Damla Senol Cali,Jeremie S. Kim,Saugata Ghose,Can Alkan,Onur Mutlu
DOI: https://doi.org/10.1093/bib/bby017
2018-03-06
Abstract:Nanopore sequencing technology has the potential to render other sequencing technologies obsolete with its ability to generate long reads and provide portability. However, high error rates of the technology pose a challenge while generating accurate genome assemblies. The tools used for nanopore sequence analysis are of critical importance as they should overcome the high error rates of the technology. Our goal in this work is to comprehensively analyze current publicly available tools for nanopore sequence analysis to understand their advantages, disadvantages, and performance bottlenecks. It is important to understand where the current tools do not perform well to develop better tools. To this end, we 1) analyze the multiple steps and the associated tools in the genome assembly pipeline using nanopore sequence data, and 2) provide guidelines for determining the appropriate tools for each step. We analyze various combinations of different tools and expose the tradeoffs between accuracy, performance, memory usage and scalability. We conclude that our observations can guide researchers and practitioners in making conscious and effective choices for each step of the genome assembly pipeline using nanopore sequence data. Also, with the help of bottlenecks we have found, developers can improve the current tools or build new ones that are both accurate and fast, in order to overcome the high error rates of the nanopore sequencing technology.
Genomics
What problem does this paper attempt to address?

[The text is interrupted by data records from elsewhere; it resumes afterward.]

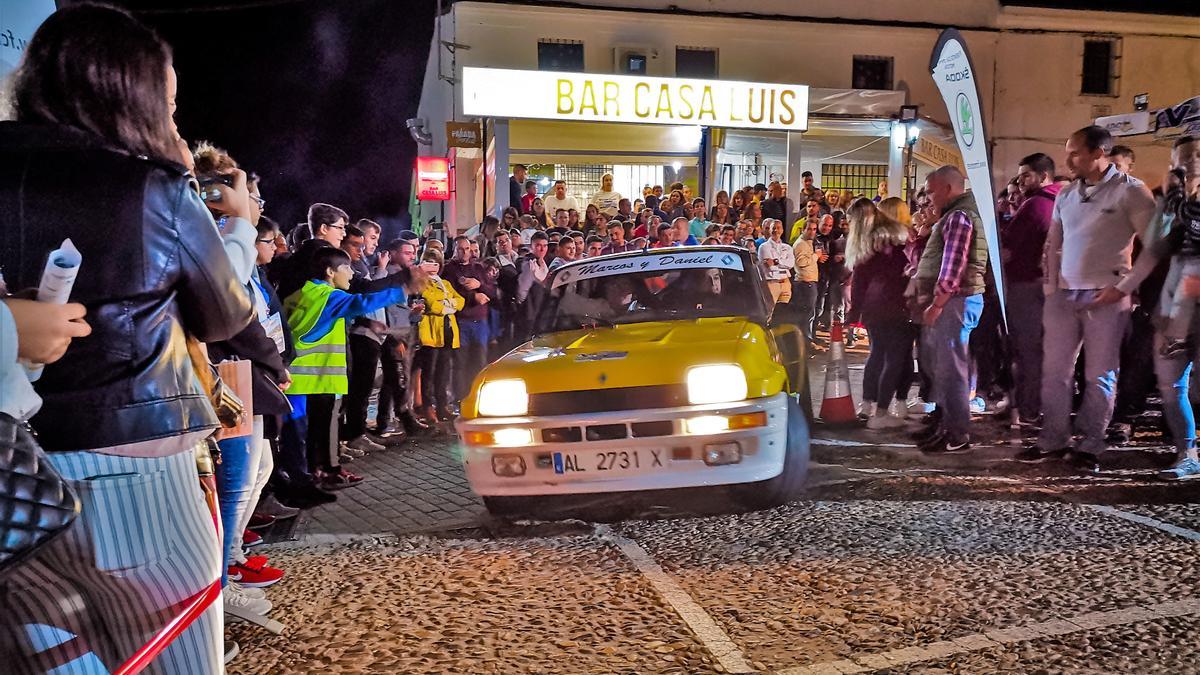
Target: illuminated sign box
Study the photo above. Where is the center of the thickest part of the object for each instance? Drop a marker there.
(630, 99)
(432, 179)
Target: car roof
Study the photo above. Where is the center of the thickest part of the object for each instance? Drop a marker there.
(648, 251)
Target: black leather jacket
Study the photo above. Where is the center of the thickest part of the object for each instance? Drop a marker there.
(154, 270)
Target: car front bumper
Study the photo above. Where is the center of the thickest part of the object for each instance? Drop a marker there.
(600, 463)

The problem that this paper attempts to solve is the challenges of nanopore sequencing technology in generating accurate genome assemblies, especially the high error rate problem. Nanopore sequencing technology has the potential to replace other sequencing technologies because of its ability to generate long reads and portability, but its high error rate poses a challenge to generating accurate genome assemblies. Therefore, the goal of the paper is to conduct a comprehensive analysis of currently publicly available nanopore sequence analysis tools to understand the advantages, disadvantages, and performance bottlenecks of these tools. Through this analysis, researchers hope to identify the shortcomings of existing tools in order to develop better tools to overcome the high error rate problem of nanopore sequencing technology. Specifically, the paper focuses on the following aspects: 1. **Selection of basecalling tools**: Basecalling is a crucial step in overcoming the high error rate of nanopore sequencing technology. The paper evaluates the performance of different basecalling tools, such as Metrichor, Nanonet, Scrappie, Nanocall, and DeepNano, to determine which tools can more effectively reduce the error rate. 2. **Performance of read - to - read overlap finding tools**: The paper compares the accuracy and performance of two tools, GraphMap and Minimap, in read - to - read overlap detection, and finds that although they perform similarly in terms of accuracy, Minimap is superior in terms of memory usage and speed. 3. **Trade - offs of assembly tools**: The paper explores the trade - offs between accuracy and performance when selecting assembly tools. For example, Miniasm is fast but has lower accuracy, and is suitable for rapid preliminary assembly, and the accuracy can be improved through further polishing later. 4. **Effect of polishing tools**: The paper evaluates the ability of the state - of - the - art polishing tool Racon to generate high - quality consensus sequences while providing significant acceleration, and compares it with another polishing tool Nanopolish. Through these analyses, the paper aims to provide guidance for researchers and practitioners to help them make informed and effective tool selections when using nanopore sequence data for genome assembly. At the same time, the paper also points out the bottlenecks of current tools, providing directions for developers to improve existing tools or build new, both accurate and fast tools.